Эта точка зрения является господствующей и в аналитической педагогике. Анна Фрейд представляет ее, например, отвечая на вопрос о том, что может делать ребенок с вытеснявшимися, а теперь освобожденными инстинктами. Наряду с сублимацией названо и осуждение, то есть место вытеснения занимает, с позволения сказать, "добровольный отказ от инстинкта".
Так как в соответствии с этой точкой зрения в результате "отказа от инстинкта", а не с помощью вытеснения у индивида появляется способность усваивать ценности культуры, а тем самым он становится и культуртрегером, то с учетом другого основного положения, согласно которому общество ведет себя так же, как индивид, и поддается такому же анализу, из сказанного следует, что предпосылкой существования общественной культуры является отказ от инстинкта, и культура зиждется на этом отказе.
Вся конструкция представляется безупречной. Радует согласие с ней подавляющего большинства не только психоаналитиков, но и приверженцев абстрактного понятия культуры, то есть самых влиятельных представителей буржуазного мира. Ведь только с помощью охарактеризованной выше замены вытеснения отказом от инстинкта и осуждением кажется возможным обуздать тот грозный призрак, который породил большое смятение умов, когда Фрейд впервые заявил о своих открытиях.
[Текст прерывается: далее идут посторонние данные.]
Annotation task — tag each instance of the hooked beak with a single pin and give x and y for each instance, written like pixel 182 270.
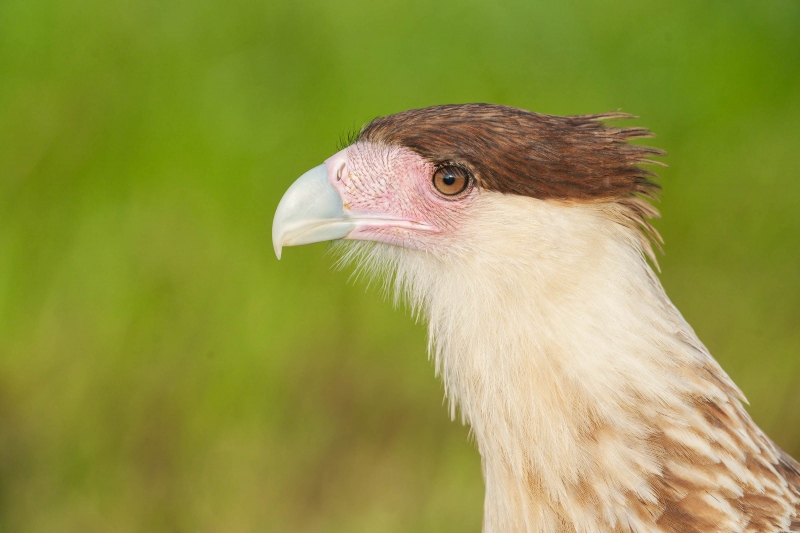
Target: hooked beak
pixel 310 211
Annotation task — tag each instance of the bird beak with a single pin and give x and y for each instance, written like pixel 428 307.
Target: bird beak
pixel 310 211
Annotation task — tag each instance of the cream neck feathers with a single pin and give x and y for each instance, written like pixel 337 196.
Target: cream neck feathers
pixel 556 342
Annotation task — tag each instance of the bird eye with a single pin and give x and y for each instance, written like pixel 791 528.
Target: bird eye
pixel 450 180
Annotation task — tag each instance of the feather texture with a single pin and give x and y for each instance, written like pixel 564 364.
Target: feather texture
pixel 593 404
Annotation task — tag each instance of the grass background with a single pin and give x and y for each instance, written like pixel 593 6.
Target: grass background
pixel 160 370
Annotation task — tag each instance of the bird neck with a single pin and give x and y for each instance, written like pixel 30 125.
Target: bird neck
pixel 562 356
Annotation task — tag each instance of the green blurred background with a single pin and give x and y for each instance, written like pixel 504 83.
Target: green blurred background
pixel 160 370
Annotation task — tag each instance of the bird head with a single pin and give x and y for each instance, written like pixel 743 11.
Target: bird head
pixel 439 179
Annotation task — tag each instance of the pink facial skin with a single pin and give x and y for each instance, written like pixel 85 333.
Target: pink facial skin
pixel 389 191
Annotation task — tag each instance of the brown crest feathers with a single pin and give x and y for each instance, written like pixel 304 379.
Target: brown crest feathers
pixel 514 151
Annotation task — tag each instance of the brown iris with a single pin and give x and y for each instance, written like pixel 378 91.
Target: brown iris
pixel 450 180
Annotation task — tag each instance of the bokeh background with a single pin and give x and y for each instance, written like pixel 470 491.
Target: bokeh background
pixel 160 370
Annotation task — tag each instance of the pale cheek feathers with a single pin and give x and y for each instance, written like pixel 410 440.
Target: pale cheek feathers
pixel 389 181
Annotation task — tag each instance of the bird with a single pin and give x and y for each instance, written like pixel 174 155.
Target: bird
pixel 525 242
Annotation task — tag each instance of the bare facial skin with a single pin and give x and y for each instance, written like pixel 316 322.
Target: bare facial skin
pixel 522 240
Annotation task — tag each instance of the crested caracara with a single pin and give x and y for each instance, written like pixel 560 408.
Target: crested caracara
pixel 522 239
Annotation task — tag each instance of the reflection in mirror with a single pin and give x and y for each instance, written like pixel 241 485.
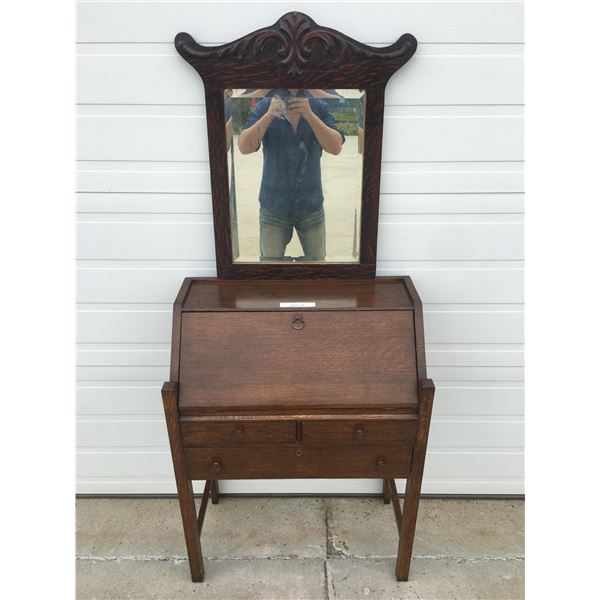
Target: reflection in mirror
pixel 295 174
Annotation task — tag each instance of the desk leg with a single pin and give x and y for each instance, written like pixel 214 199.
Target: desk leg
pixel 185 491
pixel 214 491
pixel 413 483
pixel 386 492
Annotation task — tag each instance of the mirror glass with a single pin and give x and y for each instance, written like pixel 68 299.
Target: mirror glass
pixel 295 174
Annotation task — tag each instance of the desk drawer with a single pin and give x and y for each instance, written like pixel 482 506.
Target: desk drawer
pixel 274 461
pixel 210 433
pixel 365 432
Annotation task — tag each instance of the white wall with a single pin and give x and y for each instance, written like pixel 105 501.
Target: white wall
pixel 451 218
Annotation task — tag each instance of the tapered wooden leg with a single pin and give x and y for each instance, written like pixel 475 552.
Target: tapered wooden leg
pixel 214 491
pixel 185 491
pixel 413 483
pixel 386 492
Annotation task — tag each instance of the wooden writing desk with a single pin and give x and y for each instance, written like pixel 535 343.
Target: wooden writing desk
pixel 335 386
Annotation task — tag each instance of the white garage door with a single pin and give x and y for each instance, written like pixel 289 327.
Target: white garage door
pixel 451 218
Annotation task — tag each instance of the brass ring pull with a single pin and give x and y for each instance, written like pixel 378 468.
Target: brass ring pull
pixel 359 432
pixel 298 322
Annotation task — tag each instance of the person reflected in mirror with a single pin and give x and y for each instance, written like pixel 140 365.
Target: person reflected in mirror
pixel 235 246
pixel 293 127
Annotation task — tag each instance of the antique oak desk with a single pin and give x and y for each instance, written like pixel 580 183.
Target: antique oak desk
pixel 262 390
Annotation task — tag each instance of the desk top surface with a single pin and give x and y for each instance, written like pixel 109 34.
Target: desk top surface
pixel 380 293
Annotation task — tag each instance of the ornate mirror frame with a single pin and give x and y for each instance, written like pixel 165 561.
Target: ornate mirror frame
pixel 295 52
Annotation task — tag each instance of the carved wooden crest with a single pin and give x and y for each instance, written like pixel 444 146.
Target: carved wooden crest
pixel 295 48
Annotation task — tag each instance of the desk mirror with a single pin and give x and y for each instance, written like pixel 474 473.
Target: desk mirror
pixel 295 121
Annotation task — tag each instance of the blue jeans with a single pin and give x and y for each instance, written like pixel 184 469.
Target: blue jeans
pixel 276 233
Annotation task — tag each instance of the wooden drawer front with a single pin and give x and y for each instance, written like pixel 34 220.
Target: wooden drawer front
pixel 210 433
pixel 270 461
pixel 367 432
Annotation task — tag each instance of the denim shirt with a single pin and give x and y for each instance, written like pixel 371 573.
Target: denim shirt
pixel 291 179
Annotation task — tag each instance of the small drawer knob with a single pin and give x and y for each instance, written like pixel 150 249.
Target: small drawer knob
pixel 298 322
pixel 359 432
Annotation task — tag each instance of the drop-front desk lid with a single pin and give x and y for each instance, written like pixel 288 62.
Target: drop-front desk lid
pixel 294 346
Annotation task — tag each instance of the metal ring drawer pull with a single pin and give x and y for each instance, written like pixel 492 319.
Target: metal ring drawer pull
pixel 298 322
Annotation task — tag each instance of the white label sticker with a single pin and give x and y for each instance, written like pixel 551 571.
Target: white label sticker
pixel 297 304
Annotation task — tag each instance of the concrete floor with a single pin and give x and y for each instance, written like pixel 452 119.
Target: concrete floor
pixel 277 548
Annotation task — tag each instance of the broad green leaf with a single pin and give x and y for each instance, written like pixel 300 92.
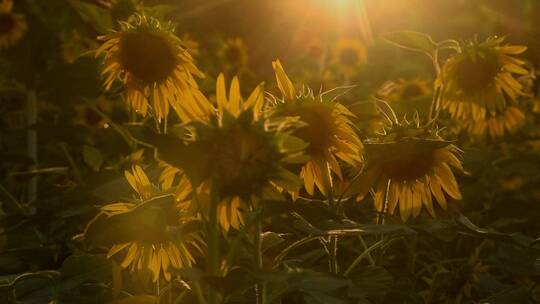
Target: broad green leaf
pixel 412 40
pixel 145 299
pixel 99 18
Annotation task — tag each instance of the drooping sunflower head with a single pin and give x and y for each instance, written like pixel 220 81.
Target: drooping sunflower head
pixel 238 155
pixel 349 55
pixel 410 167
pixel 12 26
pixel 480 78
pixel 148 233
pixel 406 90
pixel 507 120
pixel 327 130
pixel 233 52
pixel 152 64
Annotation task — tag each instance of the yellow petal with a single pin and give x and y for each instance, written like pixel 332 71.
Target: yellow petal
pixel 284 83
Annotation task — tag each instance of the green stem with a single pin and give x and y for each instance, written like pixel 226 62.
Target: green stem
pixel 362 256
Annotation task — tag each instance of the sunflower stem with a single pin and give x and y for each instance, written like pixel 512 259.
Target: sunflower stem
pixel 213 245
pixel 333 239
pixel 260 288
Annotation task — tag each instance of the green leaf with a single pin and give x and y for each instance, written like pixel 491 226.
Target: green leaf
pixel 145 299
pixel 411 40
pixel 99 18
pixel 92 157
Результаты его исследований тогда недвусмысленно свидетельствовали, что вытеснение сексуальности не только порождает болезни, но и делает человека неработоспособным и неспособным к усвоению ценностей культуры. Мир неистовствовал перед лицом гибели, грозившей нравственности и этике, упрекал Фрейда в том, что он, желая того или нет, проповедовал "всевластие страстей", угрожал культуре и т. д. Мнимая враждебность Фрейда морали была одним из самых сильных средств борьбы, использовавшихся против него его прежними противниками. Призрак отступил лишь с выдвижением теории осуждения. Первоначальные заверения Фрейда в том, что он является сторонником «культуры», что его открытия не угрожают ей и т. д., не произвели большого впечатления. Доказательством этому служат постоянно повторяемые угверждения о фрейдовском "пансексуализме' . Враждебность уступила место частичному признанию: ведь если только влечения не испытывались на деле, то, "с точки зрения культуры", было безразлично, играл ли роль сторожевого пса, не допускавшего появления теней преисподней на земле, механизм осуждения или вытеснения. Кроме того, можно было даже записать на свой счет как несомненный успех переход от неосознанного вытеснения зла к добровольному отказу от удовлетворения влечения. Так как подлинная этика любого создания заключается не в асексуальности, а как раз в способности противостоять сексуальным соблазнам, то смогло воцариться всеобщее согласие и подвергавшийся остракизму психоанализ оказался способным превратиться в составную часть культуры — к сожалению, в результате "отказа от инстинкта", то есть в результате отказа от учения об инстинкте.